Before beginning this review, full disclosure: Sonos sent a review unit that does not need to be returned. That said, they didn’t need to buy any affection, because the Sonos experience is genuinely remarkable.
The review kit included a Sonos Zone Bridge and two S5 wireless speaker systems, all working together to bring audio to any room within reach of a home wireless network.
Setup
The S5 devices have real heft and feel well built. The Zone Bridge is low profile. Setup took about 10 minutes total: install the Sonos desktop software, connect the Zone Bridge to the network, power up the S5 units, install the Android controller app, and you’re playing music. The Zone Bridge serves as a network interface for situations where the router is in an inaccessible location; in smaller homes, a single zone player wired directly to the router works instead.
The Experience
The Sonos system plays networked MP3 files, streams from Pandora, Napster, Rhapsody, Sirius XM, and Last.FM, and picks up local terrestrial radio stations automatically based on ISP location. It found a small town in rural Missouri and had all the local stations available. Stations from any city in the world are also accessible.
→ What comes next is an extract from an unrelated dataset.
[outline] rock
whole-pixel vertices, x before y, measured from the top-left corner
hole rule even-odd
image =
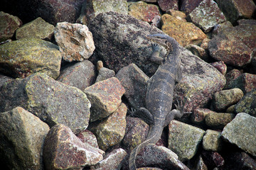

The S5 units function as a full stereo system in each room independently. On the back: an ethernet passthrough for wired network connection, a line-in jack for any headphone-out device, and a headphone jack for private listening. On top: a volume rocker, mute button, and network status light. Sound quality is impressive for the size, with clear highs and lows and enough bass to shake a shelf on certain tracks. A single S5 fills a large room comfortably; two units linked as a stereo pair outdoors filled three acres during a bonfire at a relatively low volume.
The real strength is multi-room independence. With multiple S5 units on the network, each can play a different source simultaneously, controlled individually from the Android app. Or they can be linked to play the same content in sync at combined volume.
The Android Controller App
The Android app is intuitive, well laid out, and free. It controls volume, source selection, and playback for each zone individually from the same interface. Album artwork and internet-sourced album info display when available. It’s not a marketing afterthought; it’s a polished piece of software that makes the system genuinely easy to use and extends its value without requiring Sonos’ hardware controller units.
Overall
The only meaningful downside is price. The S5 runs $399 and the Zone Bridge around $99. Both are worth it. The sound quality, multi-room flexibility, and near-unlimited source access make a compelling case. Two people bought the same setup after seeing it over video chat and were equally impressed after receiving it.